Daltonic (not comparable)

  1. Of or pertaining to the chemist John Dalton, Daltonian.
    • 1866, John Henry Pepper, The Playbook of Metals: A New Edition, page 150,
      All our ideas are so interwoven with the Daltonic theory that we cannot transform ourselves into the times when it did not exist.
    • 1875 October 8, S. E. Phillips, The Atomic Weight of the Cerium Metals, William Crooke (editor), The Chemical News, Volume 31: 1875, page 176,
      It seems to me a cardinal point with many to consider the elements as blank units which may be played with numerically; they coldly and grudgingly accept the Daltonic proportions, and seem to consider it immaterial whether an element be xCl, or x2Cl2, or x3Cl3, excepting as far as volume or specific heat may determine.
    • 1906, The Messenger, page 32:
      An “ion” is an atom of matter—I mean a Daltonic atom; hydrogen, for example—with such an electron attached to it, or detached from it.
  2. Colour blind, especially red-green colour blind.
    • 1982, R. Fletcher, “Childrens'[sic] Tests - Further Applications”, in G. Verriest, editor, Colour Vision Deficiencies, volume 6, page 189:
      Using three tests, bridge', 'differences and 'mosaic', can be as rapid as 1 minute per test but a child slightly Daltonic on PIC may give positive results on only two of the three; which two, cannot be predicted.

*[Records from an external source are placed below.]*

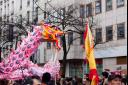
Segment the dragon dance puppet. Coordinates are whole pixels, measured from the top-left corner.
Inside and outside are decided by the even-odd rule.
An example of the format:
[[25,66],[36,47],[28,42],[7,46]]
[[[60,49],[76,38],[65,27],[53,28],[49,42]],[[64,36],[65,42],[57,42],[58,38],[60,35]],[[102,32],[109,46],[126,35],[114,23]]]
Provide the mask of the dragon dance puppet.
[[[0,63],[0,79],[22,79],[24,76],[32,76],[34,72],[37,75],[50,72],[55,77],[60,70],[57,58],[55,58],[55,62],[49,61],[44,67],[32,63],[29,58],[42,42],[55,42],[56,48],[60,49],[59,38],[63,34],[64,32],[58,27],[43,22],[40,26],[34,26],[33,32],[28,32],[28,36],[22,39],[17,49],[12,50],[8,57]],[[41,76],[40,74],[39,76]]]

    • 1983, Rimvydas Šilbajoris, Mind Against the Wall: Essays on Lithuanian Culture Under Soviet Occupation[1], page 109:
      Here we see the very same restrictions, the same blind — and at best Daltonic — policies of the ideological leaders.
    • 1994, Olga Bicos, More Than Magic[2], page 298:
      " [] I have a cousin with Daltonic vision; it's not so strange in a man not to see the color red."